While using the first approach to develop the disease diagnosis Chatbot we used the following libraries:

  • Spacy: Open source library for advanced Natural Language Processing
  • Flask: Light weight Web Server Gateway Interface (WSGI) to create an API wrapper to interact with the Chatbot
  • Ktrain : A Deep Learning TensorFlow Keras wrapper to train the Multi-Classification Bidirectional Encoder Representations from Transformers (BERT) model
  • Pyttsx3: Text-to-speech conversion library in Python
  • SpeechRecognition: A wrapper Library with support for several speech recognition engines and APIs, online and offline

We did not find any dataset in public domain to train the model, possibly due to the strict privacy policies in the healthcare industry, so, we created our own dataset. The dataset consisted of variations of patient-doctor conversations where the patients describe their symptoms and the doctor (our Chatbot) asks leading questions to get more information from the patient until the decision point is reached and the diagnosis is complete. In the absence of expert inputs from a doctor, we trained a text classification model to predict one of the three likely outcomes; the patient has influenza, common cold or neither. We selected influenza and common cold because we were familiar with the symptoms

The model is built on pre-trained BERT which we fine-tuned using our dataset to classify the disease. We chose BERT because it requires less data to train the model. After 12 epochs, the model could predict with an accuracy of 93%.

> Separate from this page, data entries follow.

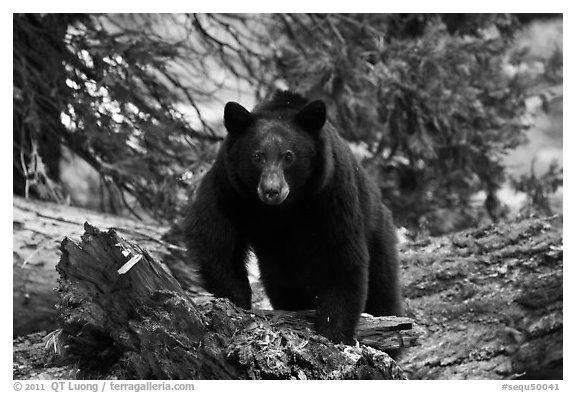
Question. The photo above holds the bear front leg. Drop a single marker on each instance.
(340, 305)
(217, 249)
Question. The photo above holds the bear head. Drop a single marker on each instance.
(272, 152)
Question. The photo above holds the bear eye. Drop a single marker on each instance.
(257, 157)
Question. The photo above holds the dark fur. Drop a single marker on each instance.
(330, 246)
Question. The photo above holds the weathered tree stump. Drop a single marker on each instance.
(122, 314)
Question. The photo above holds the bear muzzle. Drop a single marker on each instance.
(273, 189)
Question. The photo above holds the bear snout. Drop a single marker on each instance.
(273, 189)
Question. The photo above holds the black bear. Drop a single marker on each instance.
(287, 186)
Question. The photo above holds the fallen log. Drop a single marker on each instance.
(123, 315)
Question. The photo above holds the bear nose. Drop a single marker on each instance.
(272, 194)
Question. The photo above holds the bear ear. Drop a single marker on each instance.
(236, 117)
(312, 117)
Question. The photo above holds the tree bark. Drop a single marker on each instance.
(38, 229)
(123, 315)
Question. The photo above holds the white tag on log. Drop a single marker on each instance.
(128, 265)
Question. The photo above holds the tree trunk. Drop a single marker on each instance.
(123, 315)
(39, 227)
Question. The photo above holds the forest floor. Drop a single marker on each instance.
(489, 300)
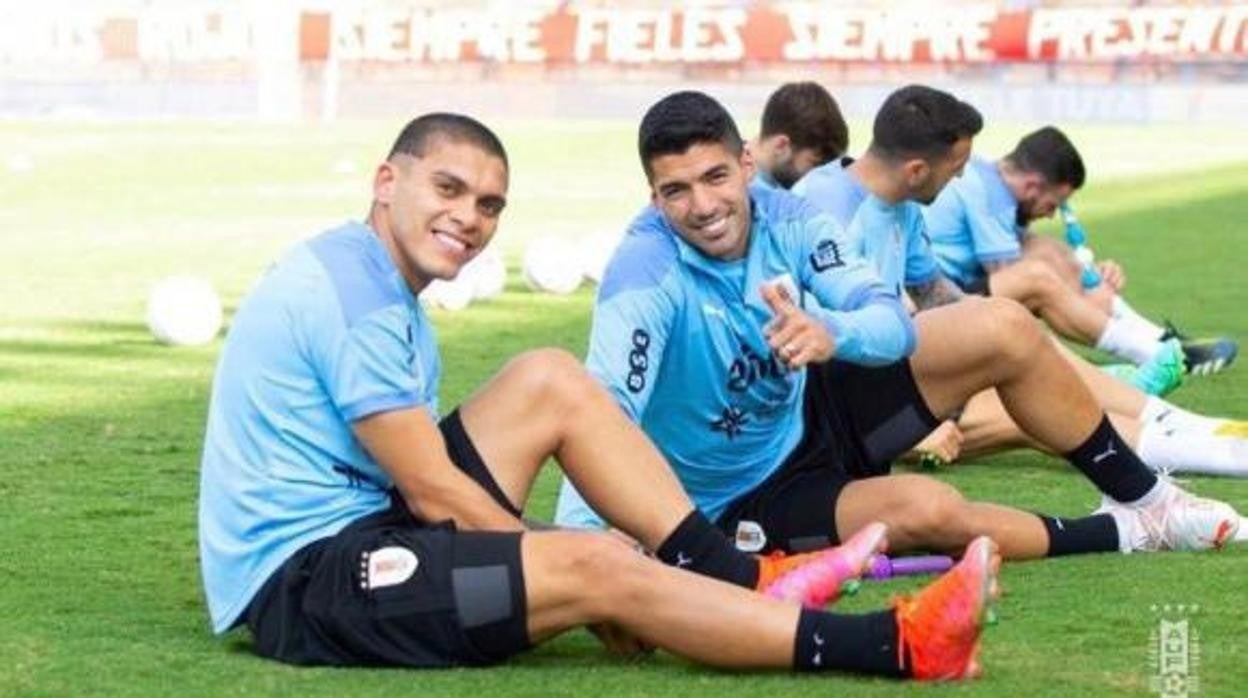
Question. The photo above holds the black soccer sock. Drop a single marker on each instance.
(699, 547)
(1097, 533)
(864, 644)
(1111, 465)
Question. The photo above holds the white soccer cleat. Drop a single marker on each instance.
(1179, 521)
(1242, 533)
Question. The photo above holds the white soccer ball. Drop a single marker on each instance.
(448, 295)
(20, 164)
(595, 254)
(486, 274)
(553, 266)
(184, 311)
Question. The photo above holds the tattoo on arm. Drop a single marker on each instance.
(939, 291)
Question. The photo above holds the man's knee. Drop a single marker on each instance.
(602, 571)
(1011, 330)
(554, 375)
(1040, 282)
(934, 512)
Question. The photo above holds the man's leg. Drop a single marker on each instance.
(585, 578)
(972, 345)
(926, 513)
(1071, 315)
(543, 403)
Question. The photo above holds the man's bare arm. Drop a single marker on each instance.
(939, 291)
(408, 446)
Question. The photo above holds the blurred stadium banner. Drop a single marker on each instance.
(291, 59)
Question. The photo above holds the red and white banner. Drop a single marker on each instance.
(756, 33)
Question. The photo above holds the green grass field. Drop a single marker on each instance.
(100, 427)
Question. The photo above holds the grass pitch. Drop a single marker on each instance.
(101, 428)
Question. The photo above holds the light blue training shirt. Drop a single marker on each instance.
(330, 335)
(891, 236)
(974, 221)
(678, 341)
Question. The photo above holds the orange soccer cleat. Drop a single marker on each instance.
(814, 580)
(940, 627)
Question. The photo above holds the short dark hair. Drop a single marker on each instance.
(809, 115)
(1052, 155)
(922, 121)
(682, 120)
(419, 134)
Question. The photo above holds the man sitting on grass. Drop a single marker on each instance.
(781, 420)
(345, 525)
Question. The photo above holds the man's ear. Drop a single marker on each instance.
(783, 146)
(1032, 186)
(748, 164)
(915, 171)
(383, 182)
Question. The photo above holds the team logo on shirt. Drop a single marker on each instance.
(749, 367)
(826, 256)
(730, 421)
(638, 361)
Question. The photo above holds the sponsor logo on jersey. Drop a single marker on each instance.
(826, 256)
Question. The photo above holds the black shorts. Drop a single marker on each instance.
(979, 287)
(858, 421)
(390, 589)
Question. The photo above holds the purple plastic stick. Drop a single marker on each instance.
(884, 567)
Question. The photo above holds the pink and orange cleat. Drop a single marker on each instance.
(814, 580)
(940, 627)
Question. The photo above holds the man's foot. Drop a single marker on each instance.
(1233, 428)
(1160, 375)
(1179, 521)
(814, 580)
(940, 627)
(1206, 355)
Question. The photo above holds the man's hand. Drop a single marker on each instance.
(795, 337)
(1112, 274)
(944, 443)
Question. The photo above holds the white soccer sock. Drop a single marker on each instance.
(1131, 532)
(1121, 309)
(1167, 451)
(1172, 416)
(1126, 340)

Using the second approach mentioned above, we built another Chatbot that performs financial transactions such as transfer money to a third party. This was implemented using the WIT.AI framework. For this approach we used the following libraries:

  • Flask: Light weight Web Server Gateway Interface (WSGI) to create an API to interact with the Chatbot
  • Wit: Python SDK for Wit.ai
  • Pyttsx3: Text-to-speech conversion library in Python
  • SpeechRecognition: Library for speech recognition, with support for several engines and APIs, online and offline

The model training process was similar to the first approach. We created the text dataset of conversation comprising of multiple ways in which a person would instruct an assistant to transfer money to a third party. The wit.ai framework was used to identify the intent (“transfer money” for example) and the entities such as name of the party, bank account number, amount and currency. Wit.ai is capable of taking either audio or text as input. The training varies based on the type of input. If the input is audio, the framework is trained to identify intent and entities based on utterances. In case of text, it is based on words or phrases, taking into consideration the intent and the context.

Once the JSON response is received from wit.ai, the bot takes further course of action based on the intent and entities. The bot also identifies whether the entity to which the money is to be transferred already exists in the users “payee” list or not and ask questions accordingly to gather additional information if necessary.

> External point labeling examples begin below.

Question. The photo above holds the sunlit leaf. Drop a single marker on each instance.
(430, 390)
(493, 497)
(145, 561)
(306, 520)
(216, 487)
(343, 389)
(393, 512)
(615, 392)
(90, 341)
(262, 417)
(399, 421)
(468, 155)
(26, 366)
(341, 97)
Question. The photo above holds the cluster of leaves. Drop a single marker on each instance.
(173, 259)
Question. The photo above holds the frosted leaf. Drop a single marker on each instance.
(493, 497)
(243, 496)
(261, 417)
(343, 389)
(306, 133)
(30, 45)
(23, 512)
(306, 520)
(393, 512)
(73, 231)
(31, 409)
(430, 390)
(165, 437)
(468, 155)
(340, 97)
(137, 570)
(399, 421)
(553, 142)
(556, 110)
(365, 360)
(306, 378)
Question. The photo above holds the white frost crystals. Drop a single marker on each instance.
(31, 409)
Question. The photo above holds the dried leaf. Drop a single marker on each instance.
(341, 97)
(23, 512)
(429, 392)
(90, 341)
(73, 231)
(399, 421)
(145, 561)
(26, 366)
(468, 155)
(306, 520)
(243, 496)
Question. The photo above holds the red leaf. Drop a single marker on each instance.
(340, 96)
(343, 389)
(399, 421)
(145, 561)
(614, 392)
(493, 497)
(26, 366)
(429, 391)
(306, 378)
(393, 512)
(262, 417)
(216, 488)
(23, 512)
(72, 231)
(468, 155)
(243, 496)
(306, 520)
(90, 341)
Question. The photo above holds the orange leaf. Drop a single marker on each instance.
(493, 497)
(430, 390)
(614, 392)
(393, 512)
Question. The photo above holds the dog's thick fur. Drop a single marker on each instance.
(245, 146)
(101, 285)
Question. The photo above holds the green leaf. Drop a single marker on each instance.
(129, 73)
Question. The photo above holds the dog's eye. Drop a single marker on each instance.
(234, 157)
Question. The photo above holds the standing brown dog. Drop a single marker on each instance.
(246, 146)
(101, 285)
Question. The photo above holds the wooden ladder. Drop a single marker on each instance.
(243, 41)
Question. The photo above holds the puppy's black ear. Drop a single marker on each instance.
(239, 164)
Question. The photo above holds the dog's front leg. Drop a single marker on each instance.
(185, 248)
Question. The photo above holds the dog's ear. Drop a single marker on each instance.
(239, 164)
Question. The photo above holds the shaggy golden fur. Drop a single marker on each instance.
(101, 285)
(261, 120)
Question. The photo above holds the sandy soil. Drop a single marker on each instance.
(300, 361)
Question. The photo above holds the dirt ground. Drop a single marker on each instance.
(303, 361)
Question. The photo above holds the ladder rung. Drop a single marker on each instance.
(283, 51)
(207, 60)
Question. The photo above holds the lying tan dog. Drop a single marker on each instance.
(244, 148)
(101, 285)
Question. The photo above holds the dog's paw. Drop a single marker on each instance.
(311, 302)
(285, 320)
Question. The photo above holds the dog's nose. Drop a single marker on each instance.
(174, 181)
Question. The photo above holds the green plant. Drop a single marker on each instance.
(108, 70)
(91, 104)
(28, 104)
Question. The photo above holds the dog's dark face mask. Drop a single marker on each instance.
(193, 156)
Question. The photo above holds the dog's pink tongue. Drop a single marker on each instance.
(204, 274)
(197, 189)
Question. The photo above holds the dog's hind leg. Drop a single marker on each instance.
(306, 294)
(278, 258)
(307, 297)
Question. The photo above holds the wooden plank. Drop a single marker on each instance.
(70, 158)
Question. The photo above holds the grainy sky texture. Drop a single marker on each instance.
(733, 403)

Once the JSON response is received from wit.ai, the bot takes further course of action based on the intent and entities. The bot also identifies whether the entity to which the money is to be transferred already exists in the users “payee” list or not and ask questions accordingly to gather additional information if necessary.

We used the AudioContext API of the browser and Recorder.js JavaScript library to capture the audio stream and convert the audio data into WAV format. This is streamed to the server. The SpeechRecognition Python library is a wrapper for several speech recognition engines and APIs. This library takes the WAV stream as input and uses one of the speech recognition engine / APIs to convert speech to text. In these Chatbots we used the Google Speech API.

Chat Bot Architecture

Similarly, the response from the AI Model is in the text form was converted to audio using the pyttsx3 library in Python. This library provides the additional advantage of being able to work offline.

The frontend user interface for these Chatbots was developed in HTML, CSS and JavaScript but the Python code and trained model on the server is independently accessible through the Flask API wrapper, so, the frontend can be developed using any technology.